The function returns an object containing the result and QML code should check the data and decide how to go on.
I'm not able to use this object.

var r = ds.checkCode( TipoPrenotazione.TIPO_RITIRO, edtCodicePrenotazione.text)
console.log("ret: "+r)
if (r===null)
         txtMsg.text = "Prenotazione not found"
else {
         console.log("Trovata!", r)
         txtMsg.text = "Prenotazione found !"
         console.log(r._cassetto) //??
}

In the debug window I see:

[DataSource] p: Prenotazione(0x8098b118)
qml: ret: Prenotazione(0x8098b118)
qml: Trovata! Prenotazione(0x8098b118)
qml: undefined

So the object is correct but how to access it ?

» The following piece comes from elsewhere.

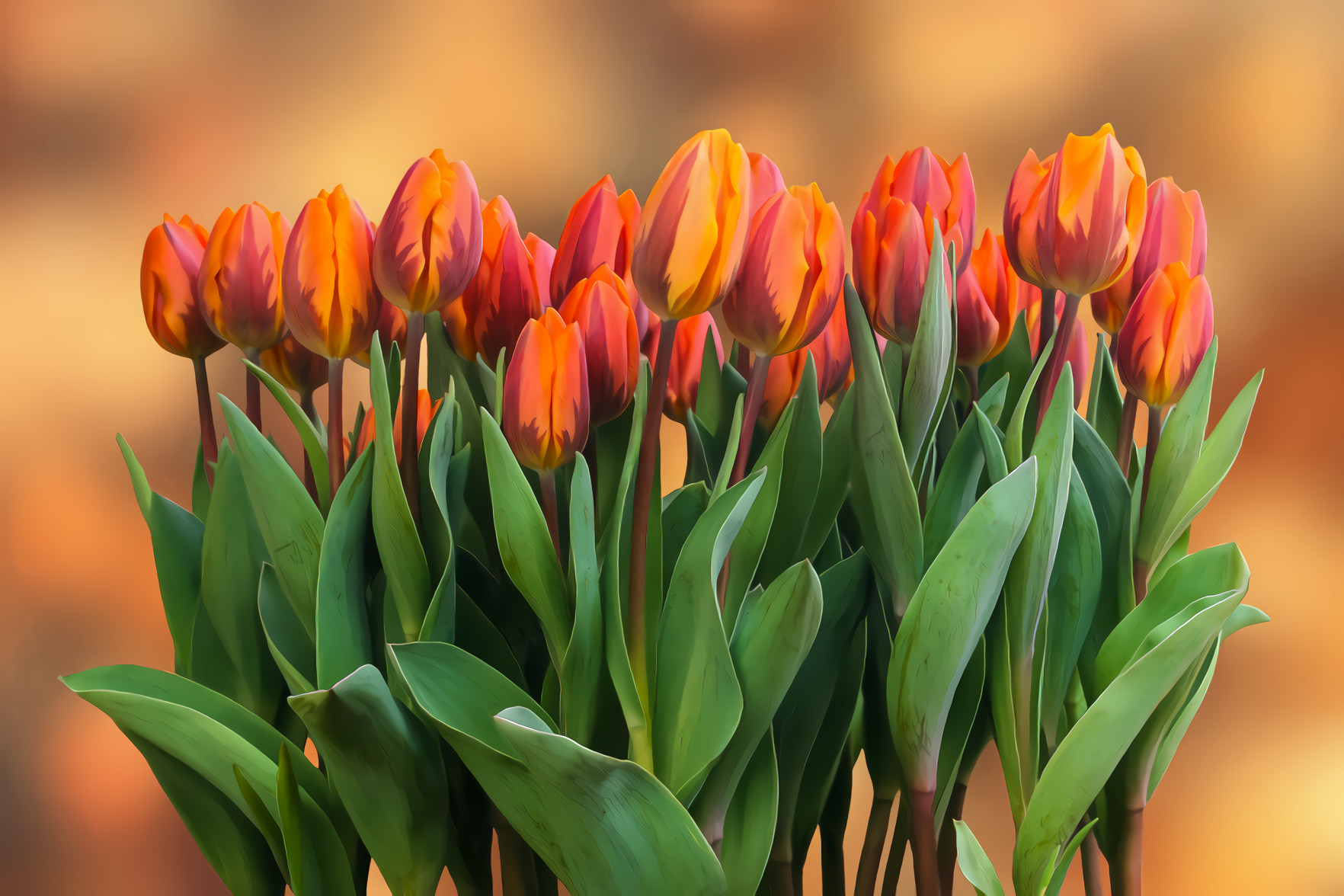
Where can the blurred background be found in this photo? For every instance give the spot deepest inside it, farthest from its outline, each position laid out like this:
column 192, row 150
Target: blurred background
column 117, row 112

I'm wondering if this flow is correct ...
Thanks

sierdzio

@SteMMo said in QML receives a C++ object:

So the object is correct but how to access it ?

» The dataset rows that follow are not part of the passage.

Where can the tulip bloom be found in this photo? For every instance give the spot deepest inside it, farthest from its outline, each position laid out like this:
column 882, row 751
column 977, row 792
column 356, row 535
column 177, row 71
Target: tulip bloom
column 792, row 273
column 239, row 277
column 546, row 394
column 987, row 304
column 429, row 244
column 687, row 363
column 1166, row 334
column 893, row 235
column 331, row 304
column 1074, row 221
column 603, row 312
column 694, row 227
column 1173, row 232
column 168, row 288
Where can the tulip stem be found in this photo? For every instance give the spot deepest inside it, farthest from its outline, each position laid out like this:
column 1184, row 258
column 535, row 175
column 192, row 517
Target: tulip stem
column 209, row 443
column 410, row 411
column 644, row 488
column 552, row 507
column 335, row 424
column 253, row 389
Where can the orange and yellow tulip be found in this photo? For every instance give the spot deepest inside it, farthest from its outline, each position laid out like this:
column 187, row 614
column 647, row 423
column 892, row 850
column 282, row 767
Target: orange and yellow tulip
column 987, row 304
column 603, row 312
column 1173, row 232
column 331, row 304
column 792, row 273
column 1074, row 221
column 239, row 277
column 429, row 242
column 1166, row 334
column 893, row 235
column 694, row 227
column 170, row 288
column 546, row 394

Is _cassetto a Q_PROPERTY? You can only access Q_INVOKABLE methods and Q_PROPERTY values from QML.

raven-worx

@SteMMo said in QML receives a C++ object:

console.log(r._cassetto) //??

i am not sure if it also applies to properties of QObjects, but for QML defined properties the property name MUST begin with a lowercase letter:

Property names must begin with a lower case letter and can only contain letters, numbers and underscores

SteMMo

@sierdzio
yes it is.
But the key is: when I wrote the QML code and I use the r object, I cannot see its members.
My guess is that the QML editor is not able to know the type of the returned object and I cannot define the r variable as Prenotazione.
The runtime pointer is correct but the code is not able to locate 'cassetto'.
Now I defined it as:

Q_PROPERTY(int cassetto MEMBER _cassetto READ cassetto)

and added

int cassetto() { return _cassetto; };

thanks

sierdzio

Q_PROPERTY(int cassetto MEMBER _cassetto READ cassetto)
               ^ this is your property name

It does not matter how your member variable is named, do not use it in QML! What QML sees is the property name (first string after type in Q_PROPERTY invokation).